Miles de cristianos en fuga del norte de Nigeria

(NIGERIA) Degenera cada vez más la situación en el norte de  Nigeria de donde al menos 35.000 personas de religión cristiana, según cálculos oficiales, están huyendo del grupo fundamentalista islámico Boko Haram, autor sólo en el pasado fin de semana de una serie de atentados que han causado casi doscientos muertos en  Kano, la capital del homónimo Estado del sur de Nigeria. Cunde el pánico entre la población, y muchos escapan, abandonando lo poco que poseen. Y no ha bastado para tranquilizar a la gente la visita a Kano del presidente nigeriano Goodluck Jonathan,  que prometió aumentar las medidas de seguridad. Ayer una nueva explosión, cuyas causas se desconocen, aumentó el miedo y el desalojo de la zona donde se verificó.
También en Kano fue secuestrado un ingeniero alemán que trabajaba para una sociedad de construcción nigeriana, la Dantata et Sawoe. Hasta el momento nadie ha reivindicado el secuestro, sobre cuyas modalidades el Ministerio de Asuntos Exteriores de Berlín ha iniciado una investigación.

A empeorar el cuadro general ha contribuido la noticia dada por la policía de que  las cuatro quintas partes de los cerca de doscientos militantes fundamentalistas islámicos arrestados como sospechosos responsables de los atentados son mercenarios procedentes de Chad. Esto parece confirmar los vínculos entre Boko Haram y los grupos organizados del terrorismo de origen fundamentalista islámico, como Al Qaida para el Magreb islámico (Aqmi), que actúan en toda la franja del Sahel y del Sahara. En este sentido se manifiesta también un informe de la ONU, según el cual Boko Haram ha entablado relaciones con Aqmi,  mientras que algunos de sus miembros procedentes de Nigeria y de Chad recibieron en el verano de 2011 adiestramiento en los campos que Aqmi tiene en Mali.

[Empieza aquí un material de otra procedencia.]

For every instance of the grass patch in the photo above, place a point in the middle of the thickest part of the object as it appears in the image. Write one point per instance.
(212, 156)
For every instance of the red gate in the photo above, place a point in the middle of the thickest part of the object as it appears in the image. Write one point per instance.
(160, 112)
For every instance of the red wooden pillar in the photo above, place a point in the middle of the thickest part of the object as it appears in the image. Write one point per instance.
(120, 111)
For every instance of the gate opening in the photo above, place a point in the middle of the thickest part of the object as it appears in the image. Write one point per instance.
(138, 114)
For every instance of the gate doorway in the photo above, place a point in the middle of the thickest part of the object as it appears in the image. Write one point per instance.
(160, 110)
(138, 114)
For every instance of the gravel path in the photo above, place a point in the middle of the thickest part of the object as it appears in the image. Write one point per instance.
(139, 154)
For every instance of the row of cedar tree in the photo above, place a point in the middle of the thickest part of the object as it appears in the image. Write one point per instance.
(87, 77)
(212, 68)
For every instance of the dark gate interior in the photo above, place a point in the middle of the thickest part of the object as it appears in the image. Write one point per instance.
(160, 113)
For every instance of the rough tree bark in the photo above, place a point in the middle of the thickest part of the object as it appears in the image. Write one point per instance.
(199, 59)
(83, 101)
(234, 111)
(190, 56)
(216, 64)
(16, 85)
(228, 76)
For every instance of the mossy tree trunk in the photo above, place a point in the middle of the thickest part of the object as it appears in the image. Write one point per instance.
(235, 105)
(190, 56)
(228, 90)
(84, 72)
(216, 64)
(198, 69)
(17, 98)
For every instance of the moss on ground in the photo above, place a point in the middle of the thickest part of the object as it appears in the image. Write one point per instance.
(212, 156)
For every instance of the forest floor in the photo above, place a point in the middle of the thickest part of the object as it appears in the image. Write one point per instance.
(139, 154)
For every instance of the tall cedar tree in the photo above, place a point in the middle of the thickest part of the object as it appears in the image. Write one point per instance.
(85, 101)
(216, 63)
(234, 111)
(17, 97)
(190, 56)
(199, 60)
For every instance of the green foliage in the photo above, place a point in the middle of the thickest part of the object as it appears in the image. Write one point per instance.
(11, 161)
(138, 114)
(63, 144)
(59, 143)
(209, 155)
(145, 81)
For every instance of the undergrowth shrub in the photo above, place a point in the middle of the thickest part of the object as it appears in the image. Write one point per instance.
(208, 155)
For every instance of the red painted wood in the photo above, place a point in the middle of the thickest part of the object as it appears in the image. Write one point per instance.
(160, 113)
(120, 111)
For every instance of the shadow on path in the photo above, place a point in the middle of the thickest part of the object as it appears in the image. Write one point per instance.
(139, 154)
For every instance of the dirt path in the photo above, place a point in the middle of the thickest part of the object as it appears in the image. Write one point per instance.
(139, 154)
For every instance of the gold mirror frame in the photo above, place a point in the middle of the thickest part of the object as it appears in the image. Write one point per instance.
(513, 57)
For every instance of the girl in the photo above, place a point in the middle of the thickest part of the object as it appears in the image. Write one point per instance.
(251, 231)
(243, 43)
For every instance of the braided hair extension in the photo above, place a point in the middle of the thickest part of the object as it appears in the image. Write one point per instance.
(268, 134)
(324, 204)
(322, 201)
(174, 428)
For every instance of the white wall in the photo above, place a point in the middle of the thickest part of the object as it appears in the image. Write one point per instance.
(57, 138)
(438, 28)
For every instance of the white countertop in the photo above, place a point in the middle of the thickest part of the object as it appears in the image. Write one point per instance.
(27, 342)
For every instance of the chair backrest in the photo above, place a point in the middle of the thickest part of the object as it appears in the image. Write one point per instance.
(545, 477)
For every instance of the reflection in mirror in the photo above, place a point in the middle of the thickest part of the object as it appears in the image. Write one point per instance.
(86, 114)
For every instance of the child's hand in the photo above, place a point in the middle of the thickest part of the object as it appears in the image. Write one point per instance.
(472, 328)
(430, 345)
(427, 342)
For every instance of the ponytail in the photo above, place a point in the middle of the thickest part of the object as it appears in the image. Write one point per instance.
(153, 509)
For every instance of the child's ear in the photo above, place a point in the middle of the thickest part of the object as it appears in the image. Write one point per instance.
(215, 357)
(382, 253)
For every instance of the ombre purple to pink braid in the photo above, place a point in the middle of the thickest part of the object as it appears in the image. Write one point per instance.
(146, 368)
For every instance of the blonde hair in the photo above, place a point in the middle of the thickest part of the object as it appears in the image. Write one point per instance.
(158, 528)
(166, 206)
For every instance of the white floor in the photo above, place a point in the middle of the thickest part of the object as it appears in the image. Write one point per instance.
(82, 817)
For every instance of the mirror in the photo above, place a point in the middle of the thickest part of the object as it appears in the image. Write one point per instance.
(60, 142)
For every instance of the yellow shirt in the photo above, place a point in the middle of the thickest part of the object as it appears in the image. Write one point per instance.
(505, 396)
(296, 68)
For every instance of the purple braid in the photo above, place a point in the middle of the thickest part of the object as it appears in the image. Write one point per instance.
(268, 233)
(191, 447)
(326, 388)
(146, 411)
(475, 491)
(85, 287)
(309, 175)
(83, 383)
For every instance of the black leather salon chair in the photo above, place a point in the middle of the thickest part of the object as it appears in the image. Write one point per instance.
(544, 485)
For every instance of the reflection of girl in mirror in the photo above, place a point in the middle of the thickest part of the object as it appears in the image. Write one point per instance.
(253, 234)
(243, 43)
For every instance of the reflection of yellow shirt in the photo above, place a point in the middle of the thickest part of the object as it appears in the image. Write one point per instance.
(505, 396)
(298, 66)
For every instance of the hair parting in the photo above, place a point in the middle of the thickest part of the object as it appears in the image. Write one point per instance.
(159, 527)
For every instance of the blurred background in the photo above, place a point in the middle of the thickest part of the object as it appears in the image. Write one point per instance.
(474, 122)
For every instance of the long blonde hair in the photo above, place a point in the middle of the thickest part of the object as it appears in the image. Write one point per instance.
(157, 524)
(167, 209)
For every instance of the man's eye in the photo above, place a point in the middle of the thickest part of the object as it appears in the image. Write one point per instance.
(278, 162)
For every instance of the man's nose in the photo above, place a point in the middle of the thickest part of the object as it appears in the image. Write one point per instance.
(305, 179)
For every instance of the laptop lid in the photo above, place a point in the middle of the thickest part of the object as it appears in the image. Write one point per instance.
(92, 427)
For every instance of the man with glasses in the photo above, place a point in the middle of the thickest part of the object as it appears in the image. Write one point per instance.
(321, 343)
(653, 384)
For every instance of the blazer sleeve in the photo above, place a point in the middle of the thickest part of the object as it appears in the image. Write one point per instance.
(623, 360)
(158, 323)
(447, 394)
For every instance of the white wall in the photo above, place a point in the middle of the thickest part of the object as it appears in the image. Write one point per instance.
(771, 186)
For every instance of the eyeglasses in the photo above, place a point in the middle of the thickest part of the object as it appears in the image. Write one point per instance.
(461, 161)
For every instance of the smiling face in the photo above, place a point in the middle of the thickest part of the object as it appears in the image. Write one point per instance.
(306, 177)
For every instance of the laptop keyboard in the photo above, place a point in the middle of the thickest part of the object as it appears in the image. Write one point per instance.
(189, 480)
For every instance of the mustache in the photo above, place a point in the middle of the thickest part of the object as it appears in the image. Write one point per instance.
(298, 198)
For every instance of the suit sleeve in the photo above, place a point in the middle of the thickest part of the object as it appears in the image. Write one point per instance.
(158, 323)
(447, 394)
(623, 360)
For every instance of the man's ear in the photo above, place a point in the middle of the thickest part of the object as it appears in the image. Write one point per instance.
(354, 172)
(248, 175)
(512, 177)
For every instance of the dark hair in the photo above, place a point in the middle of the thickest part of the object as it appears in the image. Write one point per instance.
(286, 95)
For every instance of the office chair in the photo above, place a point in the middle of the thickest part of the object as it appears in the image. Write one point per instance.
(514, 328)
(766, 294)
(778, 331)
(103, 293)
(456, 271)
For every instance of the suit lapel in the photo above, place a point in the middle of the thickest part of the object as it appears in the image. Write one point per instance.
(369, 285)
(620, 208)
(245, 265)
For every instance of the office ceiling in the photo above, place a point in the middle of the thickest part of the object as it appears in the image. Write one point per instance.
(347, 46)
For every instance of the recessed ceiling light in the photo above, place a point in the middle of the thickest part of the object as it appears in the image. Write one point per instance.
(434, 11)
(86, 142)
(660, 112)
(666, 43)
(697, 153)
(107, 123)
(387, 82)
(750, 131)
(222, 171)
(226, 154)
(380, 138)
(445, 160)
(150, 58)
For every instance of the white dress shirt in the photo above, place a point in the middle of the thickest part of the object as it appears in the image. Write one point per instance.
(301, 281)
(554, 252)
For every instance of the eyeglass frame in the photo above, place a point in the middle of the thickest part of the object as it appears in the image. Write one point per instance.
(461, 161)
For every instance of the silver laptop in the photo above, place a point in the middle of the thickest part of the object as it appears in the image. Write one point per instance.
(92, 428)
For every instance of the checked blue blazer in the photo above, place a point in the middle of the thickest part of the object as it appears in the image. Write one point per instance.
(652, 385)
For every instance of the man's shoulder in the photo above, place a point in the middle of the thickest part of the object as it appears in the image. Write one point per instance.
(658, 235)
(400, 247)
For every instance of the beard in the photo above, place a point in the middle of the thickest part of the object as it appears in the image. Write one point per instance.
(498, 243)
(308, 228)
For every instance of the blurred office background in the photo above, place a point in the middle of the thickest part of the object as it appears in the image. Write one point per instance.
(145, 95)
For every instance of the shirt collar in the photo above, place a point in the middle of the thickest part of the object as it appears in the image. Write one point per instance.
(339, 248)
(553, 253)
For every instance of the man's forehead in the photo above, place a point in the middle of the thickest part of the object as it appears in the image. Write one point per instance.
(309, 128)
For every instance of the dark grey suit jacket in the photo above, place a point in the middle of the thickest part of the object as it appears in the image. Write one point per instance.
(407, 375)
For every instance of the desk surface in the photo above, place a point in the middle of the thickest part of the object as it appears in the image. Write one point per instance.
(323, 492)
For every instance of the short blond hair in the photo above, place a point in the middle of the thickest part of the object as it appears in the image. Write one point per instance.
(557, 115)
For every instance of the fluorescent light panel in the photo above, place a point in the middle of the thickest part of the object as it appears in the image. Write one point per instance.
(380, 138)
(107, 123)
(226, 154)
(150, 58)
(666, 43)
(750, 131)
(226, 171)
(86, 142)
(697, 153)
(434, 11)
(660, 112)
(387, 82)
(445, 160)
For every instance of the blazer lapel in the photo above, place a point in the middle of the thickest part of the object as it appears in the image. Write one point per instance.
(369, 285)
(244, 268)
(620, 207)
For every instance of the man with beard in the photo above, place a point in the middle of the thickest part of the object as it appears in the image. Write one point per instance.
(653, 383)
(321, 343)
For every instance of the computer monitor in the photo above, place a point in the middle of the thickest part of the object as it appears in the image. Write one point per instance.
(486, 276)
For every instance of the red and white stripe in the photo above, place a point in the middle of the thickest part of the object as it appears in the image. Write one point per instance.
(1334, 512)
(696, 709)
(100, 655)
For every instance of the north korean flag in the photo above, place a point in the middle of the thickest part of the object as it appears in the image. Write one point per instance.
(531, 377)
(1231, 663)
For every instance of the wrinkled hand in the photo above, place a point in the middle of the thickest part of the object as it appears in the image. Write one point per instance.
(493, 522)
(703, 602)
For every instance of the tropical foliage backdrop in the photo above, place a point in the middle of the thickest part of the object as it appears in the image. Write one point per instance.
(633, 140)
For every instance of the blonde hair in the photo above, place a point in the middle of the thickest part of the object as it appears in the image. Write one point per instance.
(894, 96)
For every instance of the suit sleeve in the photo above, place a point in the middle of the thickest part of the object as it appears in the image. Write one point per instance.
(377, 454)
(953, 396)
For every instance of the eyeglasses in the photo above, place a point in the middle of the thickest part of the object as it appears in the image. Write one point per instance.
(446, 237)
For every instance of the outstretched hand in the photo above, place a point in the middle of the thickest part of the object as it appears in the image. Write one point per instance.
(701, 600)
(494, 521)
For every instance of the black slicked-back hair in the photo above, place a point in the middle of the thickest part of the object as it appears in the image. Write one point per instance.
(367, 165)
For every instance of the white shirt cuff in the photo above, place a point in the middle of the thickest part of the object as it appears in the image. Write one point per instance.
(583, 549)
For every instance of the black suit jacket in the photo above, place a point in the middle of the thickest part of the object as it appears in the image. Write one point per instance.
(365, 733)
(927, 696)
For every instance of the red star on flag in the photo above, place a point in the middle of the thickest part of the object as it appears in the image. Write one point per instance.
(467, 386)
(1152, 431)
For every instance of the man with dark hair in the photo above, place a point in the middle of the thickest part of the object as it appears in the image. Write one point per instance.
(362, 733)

Según el informa de la ONU, el país por donde pasan casi sin control armas y terroristas parece ser Níger, también a causa de la guerra que ha afectado a la limítrofe Libia. Ex soldados y mercenarios involucrados en el conflicto bélico, a través del contrabando con Níger, habrían vendido armas, bombas y explosivos, a los grupos terroristas. Las autoridades nigerianas recientemente han interceptado un convoy con 445 detonadores y 645 kilos de explosivos. Por lo demás, afrontar el terrorismo tiene fuertes costes para las poblaciones locales, que ya se cuentan entre las más pobres del mundo. Para aumentar el fondo para la defensa y la seguridad, que era del 65%, el Gobierno nigeriano ha quitado recursos a escuela y salud.

Los análisis de la ONU se ven confirmados tanto por lo que se reveló en una cumbre entre los países del  Sahel, celebrada esta semana en Nouakchott, capital de Mauritania, como por los mismos servicios secretos nigerianos y los responsables militares estadounidenses para África occidental, reunidos esta semana en la capital nigeriana, Abuja, en una cumbre con los máximos responsables de la seguridad nigeriana.